If the first parent was heterozygous for both traits, the ratio of phenotypes would look much different. In this case, the first parent would be (RrYy). Using the FOIL method, you arrive at 4 possible gametes from the heterozygous parent: RY, Ry, rY, and ry. Combined with the single gamete type produced by the test cross parent, you can get 4 possible genetic combinations. These are RrYy, Rryy, rrYy, and rryy. The ratio on the bottom would be 1:1:1:1.

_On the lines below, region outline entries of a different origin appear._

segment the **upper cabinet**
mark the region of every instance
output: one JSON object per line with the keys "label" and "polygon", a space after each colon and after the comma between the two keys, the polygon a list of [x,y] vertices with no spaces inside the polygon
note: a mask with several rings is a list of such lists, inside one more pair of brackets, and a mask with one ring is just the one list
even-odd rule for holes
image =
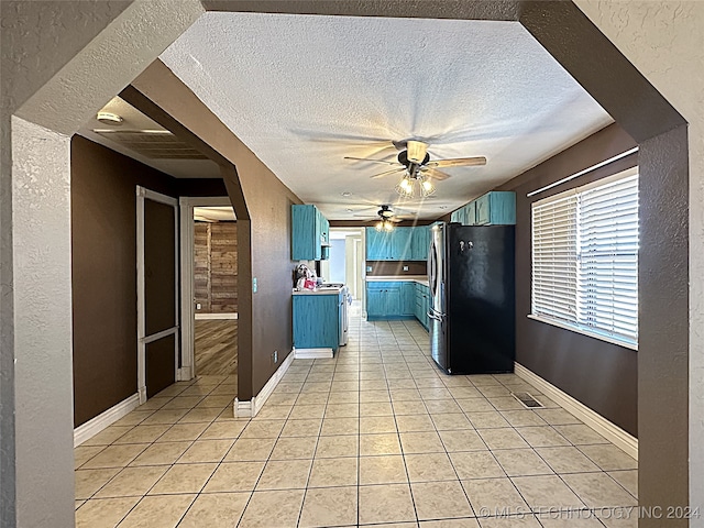
{"label": "upper cabinet", "polygon": [[430,243],[428,226],[376,231],[366,228],[367,261],[426,261]]}
{"label": "upper cabinet", "polygon": [[516,193],[493,190],[453,211],[452,222],[463,226],[512,226],[516,223]]}
{"label": "upper cabinet", "polygon": [[293,261],[320,261],[328,258],[330,223],[316,206],[290,206]]}

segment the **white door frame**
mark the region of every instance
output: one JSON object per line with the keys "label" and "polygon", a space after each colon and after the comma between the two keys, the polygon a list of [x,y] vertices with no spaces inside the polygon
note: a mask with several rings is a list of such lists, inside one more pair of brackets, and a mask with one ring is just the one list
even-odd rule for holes
{"label": "white door frame", "polygon": [[[153,200],[174,208],[174,326],[152,336],[145,336],[145,298],[144,298],[144,200]],[[174,358],[176,360],[175,378],[178,380],[178,200],[154,190],[136,186],[136,387],[140,405],[146,402],[146,345],[167,336],[175,334]]]}
{"label": "white door frame", "polygon": [[[196,377],[196,358],[194,350],[194,207],[232,207],[227,196],[183,196],[180,207],[180,369],[178,381]],[[234,207],[232,207],[234,211]],[[237,218],[237,212],[235,212]]]}

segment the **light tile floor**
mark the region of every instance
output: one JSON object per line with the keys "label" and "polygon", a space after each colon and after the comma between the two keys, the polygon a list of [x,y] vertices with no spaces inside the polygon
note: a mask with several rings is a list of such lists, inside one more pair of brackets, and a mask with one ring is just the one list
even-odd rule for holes
{"label": "light tile floor", "polygon": [[234,395],[231,377],[176,383],[76,448],[76,525],[637,526],[634,459],[513,374],[442,374],[415,321],[353,318],[253,420]]}

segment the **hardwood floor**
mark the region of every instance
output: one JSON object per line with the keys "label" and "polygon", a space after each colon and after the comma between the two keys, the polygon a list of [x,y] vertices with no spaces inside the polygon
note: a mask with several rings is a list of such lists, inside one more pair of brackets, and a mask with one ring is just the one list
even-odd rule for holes
{"label": "hardwood floor", "polygon": [[237,319],[196,319],[195,330],[196,375],[237,374]]}

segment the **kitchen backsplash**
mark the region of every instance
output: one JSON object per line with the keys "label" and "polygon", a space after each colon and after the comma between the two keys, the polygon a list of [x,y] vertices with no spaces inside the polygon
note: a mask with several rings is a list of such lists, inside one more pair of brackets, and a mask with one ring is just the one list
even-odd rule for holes
{"label": "kitchen backsplash", "polygon": [[[372,267],[370,272],[369,268]],[[404,271],[408,266],[408,271]],[[426,275],[428,273],[426,261],[366,261],[366,275]]]}

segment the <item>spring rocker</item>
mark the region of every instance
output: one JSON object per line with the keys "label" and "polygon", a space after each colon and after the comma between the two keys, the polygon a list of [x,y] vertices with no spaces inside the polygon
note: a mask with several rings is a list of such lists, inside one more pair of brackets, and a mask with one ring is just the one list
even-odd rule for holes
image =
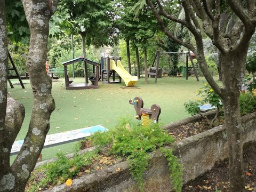
{"label": "spring rocker", "polygon": [[129,100],[129,103],[134,106],[137,115],[134,117],[137,119],[142,120],[141,124],[143,126],[149,125],[150,124],[150,119],[153,119],[155,123],[158,122],[161,108],[158,105],[153,105],[151,109],[143,108],[143,100],[140,97],[135,97],[132,101],[131,99]]}

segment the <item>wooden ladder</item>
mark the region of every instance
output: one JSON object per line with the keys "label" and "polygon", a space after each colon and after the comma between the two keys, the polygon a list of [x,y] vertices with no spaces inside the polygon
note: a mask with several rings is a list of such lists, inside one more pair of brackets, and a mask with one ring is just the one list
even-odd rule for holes
{"label": "wooden ladder", "polygon": [[[154,59],[153,63],[152,63],[152,65],[149,68],[149,71],[148,73],[148,76],[149,76],[149,75],[155,75],[155,83],[156,83],[157,81],[157,75],[158,73],[159,58],[160,58],[160,51],[157,51],[156,52],[156,55],[155,55],[155,58]],[[156,62],[156,60],[157,60],[156,66],[156,67],[154,67],[154,65],[155,64],[155,62]],[[154,70],[155,71],[155,73],[152,72],[153,70]]]}
{"label": "wooden ladder", "polygon": [[16,66],[14,65],[13,60],[12,60],[12,57],[11,57],[11,54],[9,53],[9,51],[8,51],[8,57],[9,58],[10,61],[11,61],[11,63],[12,63],[12,67],[8,68],[8,70],[14,70],[15,71],[15,73],[16,74],[16,76],[8,75],[7,77],[7,79],[8,80],[8,82],[9,82],[10,86],[11,86],[11,88],[14,88],[14,87],[13,86],[13,85],[12,84],[12,82],[10,79],[18,78],[19,79],[20,85],[21,85],[21,87],[22,87],[22,89],[25,89],[25,87],[24,86],[24,84],[23,84],[22,81],[20,78],[20,74],[19,74],[19,73],[18,73],[17,68],[16,68]]}

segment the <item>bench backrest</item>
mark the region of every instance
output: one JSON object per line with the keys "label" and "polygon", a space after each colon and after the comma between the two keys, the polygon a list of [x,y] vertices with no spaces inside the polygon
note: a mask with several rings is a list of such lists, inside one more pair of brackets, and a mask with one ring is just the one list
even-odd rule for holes
{"label": "bench backrest", "polygon": [[[68,73],[69,71],[69,69],[67,69]],[[64,68],[52,68],[49,69],[49,73],[64,73]]]}

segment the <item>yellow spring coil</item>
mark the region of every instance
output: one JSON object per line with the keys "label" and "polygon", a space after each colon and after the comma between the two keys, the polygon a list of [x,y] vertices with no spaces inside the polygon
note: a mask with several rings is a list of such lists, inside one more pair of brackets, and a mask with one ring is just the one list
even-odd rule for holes
{"label": "yellow spring coil", "polygon": [[142,126],[147,126],[150,124],[150,119],[149,118],[149,115],[141,113],[141,124]]}

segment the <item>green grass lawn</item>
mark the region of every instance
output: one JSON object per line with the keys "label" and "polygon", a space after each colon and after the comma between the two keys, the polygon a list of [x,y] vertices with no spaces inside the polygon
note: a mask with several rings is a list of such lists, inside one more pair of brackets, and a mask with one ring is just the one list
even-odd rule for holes
{"label": "green grass lawn", "polygon": [[[189,100],[195,100],[197,90],[206,82],[203,77],[197,82],[195,77],[186,80],[183,77],[164,77],[157,79],[149,78],[149,84],[146,85],[145,79],[136,83],[137,89],[121,88],[125,87],[124,83],[104,84],[99,83],[99,89],[66,90],[63,78],[53,80],[52,94],[56,108],[50,119],[51,128],[49,134],[84,128],[87,126],[102,125],[107,129],[113,127],[118,117],[124,115],[135,116],[136,114],[129,100],[140,96],[144,101],[144,107],[150,108],[153,104],[158,104],[161,107],[159,122],[167,124],[189,115],[185,111],[183,104]],[[217,77],[215,78],[217,79]],[[76,82],[83,82],[84,79],[76,78]],[[18,82],[12,79],[13,83]],[[8,91],[15,99],[21,102],[26,109],[26,117],[16,140],[23,139],[28,129],[31,117],[33,98],[29,81],[24,80],[26,89],[14,85],[14,89],[9,87]],[[134,119],[135,123],[139,123]],[[43,159],[55,156],[57,153],[69,153],[73,150],[74,143],[65,144],[44,149]],[[11,158],[12,161],[13,157]]]}

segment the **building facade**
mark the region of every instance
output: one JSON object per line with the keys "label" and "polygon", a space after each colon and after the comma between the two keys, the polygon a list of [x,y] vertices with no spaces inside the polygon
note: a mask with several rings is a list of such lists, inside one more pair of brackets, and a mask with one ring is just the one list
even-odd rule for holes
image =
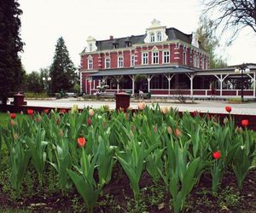
{"label": "building facade", "polygon": [[[124,89],[134,94],[141,89],[153,95],[209,95],[210,84],[214,84],[218,94],[225,85],[223,74],[230,72],[230,68],[209,69],[209,55],[195,33],[166,28],[156,20],[143,35],[110,36],[102,41],[89,37],[86,41],[87,46],[80,54],[79,72],[81,89],[89,95],[95,94],[104,80],[111,92]],[[255,72],[251,74],[246,77],[252,84]]]}

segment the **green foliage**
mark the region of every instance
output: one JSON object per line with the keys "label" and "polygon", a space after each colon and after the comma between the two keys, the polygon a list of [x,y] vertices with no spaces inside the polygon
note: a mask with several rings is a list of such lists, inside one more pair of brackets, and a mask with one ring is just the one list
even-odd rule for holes
{"label": "green foliage", "polygon": [[61,37],[57,41],[53,63],[49,68],[52,92],[72,89],[73,85],[78,83],[78,75],[75,71],[76,68],[69,57],[64,39]]}
{"label": "green foliage", "polygon": [[38,72],[32,72],[26,75],[26,91],[41,93],[44,91],[41,75]]}
{"label": "green foliage", "polygon": [[226,67],[227,63],[221,56],[218,56],[216,50],[219,46],[218,39],[215,36],[212,21],[206,17],[201,19],[201,26],[196,31],[198,40],[205,50],[210,55],[210,67]]}
{"label": "green foliage", "polygon": [[[119,165],[118,178],[124,171],[130,180],[134,212],[147,210],[148,205],[143,199],[147,190],[140,185],[143,172],[152,176],[154,184],[163,180],[164,185],[164,193],[157,193],[161,199],[146,199],[156,205],[169,191],[172,209],[179,212],[186,208],[188,197],[202,174],[212,175],[212,191],[219,194],[227,170],[233,169],[241,188],[255,161],[255,132],[236,130],[231,118],[221,125],[207,115],[191,117],[184,112],[181,117],[177,110],[164,112],[158,105],[134,114],[101,107],[90,115],[89,109],[17,115],[15,119],[0,114],[1,153],[5,155],[1,168],[10,172],[9,184],[3,190],[12,187],[19,196],[25,186],[31,193],[27,184],[38,178],[41,189],[60,188],[67,195],[74,185],[91,212],[111,181],[113,167]],[[86,139],[82,148],[77,144],[79,137]],[[214,159],[216,151],[221,157]],[[49,173],[50,170],[55,173]],[[129,202],[127,210],[134,205],[131,199]]]}
{"label": "green foliage", "polygon": [[0,100],[6,104],[10,92],[20,90],[24,76],[20,58],[23,43],[20,37],[22,11],[15,0],[2,0],[0,3]]}

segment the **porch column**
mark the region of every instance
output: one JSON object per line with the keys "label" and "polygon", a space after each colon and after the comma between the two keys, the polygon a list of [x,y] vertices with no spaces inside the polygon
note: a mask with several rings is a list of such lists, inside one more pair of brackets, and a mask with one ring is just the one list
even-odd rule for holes
{"label": "porch column", "polygon": [[93,89],[95,89],[95,80],[93,80]]}
{"label": "porch column", "polygon": [[220,95],[222,97],[222,83],[223,81],[229,76],[230,74],[225,75],[224,77],[223,77],[223,74],[220,74],[220,78],[218,78],[218,75],[214,75],[218,80],[220,82]]}
{"label": "porch column", "polygon": [[256,72],[253,74],[253,96],[256,98]]}
{"label": "porch column", "polygon": [[82,86],[83,86],[83,83],[82,83],[82,72],[79,73],[80,75],[80,93],[82,93],[83,89],[82,89]]}
{"label": "porch column", "polygon": [[255,73],[256,72],[253,73],[253,77],[252,77],[250,74],[247,74],[253,83],[253,97],[255,97]]}
{"label": "porch column", "polygon": [[119,81],[120,81],[120,78],[121,78],[122,77],[119,77],[119,76],[118,76],[118,77],[114,77],[114,78],[116,79],[116,81],[117,81],[117,92],[119,93]]}
{"label": "porch column", "polygon": [[90,95],[91,95],[91,83],[92,83],[92,80],[90,80]]}
{"label": "porch column", "polygon": [[147,79],[148,79],[148,93],[150,92],[150,81],[153,77],[154,77],[154,75],[152,75],[151,77],[150,77],[150,75],[148,75],[148,78],[147,78]]}
{"label": "porch column", "polygon": [[191,73],[186,73],[186,75],[190,79],[190,95],[193,97],[193,78],[194,78],[194,74]]}
{"label": "porch column", "polygon": [[132,95],[134,95],[134,89],[135,89],[135,79],[134,79],[134,76],[132,75],[132,76],[129,76],[130,77],[130,78],[131,79],[131,81],[132,81]]}
{"label": "porch column", "polygon": [[88,90],[87,90],[87,78],[85,78],[85,89],[84,89],[85,93],[88,94]]}
{"label": "porch column", "polygon": [[168,75],[166,75],[165,74],[165,77],[167,78],[168,80],[168,95],[171,95],[171,80],[172,78],[173,78],[173,76],[175,76],[175,74],[172,74],[171,76],[171,74],[168,74]]}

Thus, if you had a plant which produced round and yellow peas, but knew nothing else about it, you could put it through a test cross with a wrinkled green plant and know, for certain, the genotype of the original plant. While Mendel was limited in his day, the math of these crosses can be analyzed by computers much faster than humans can fill out Punnett squares. Thus, any number of traits can be analyzed by complex functions, with simple inputs such as color and shape. This has taken much of the guesswork out of genetics. However, many genes do not function by simple dominant/recessive relationships, and are controlled by much more complicated mechanisms.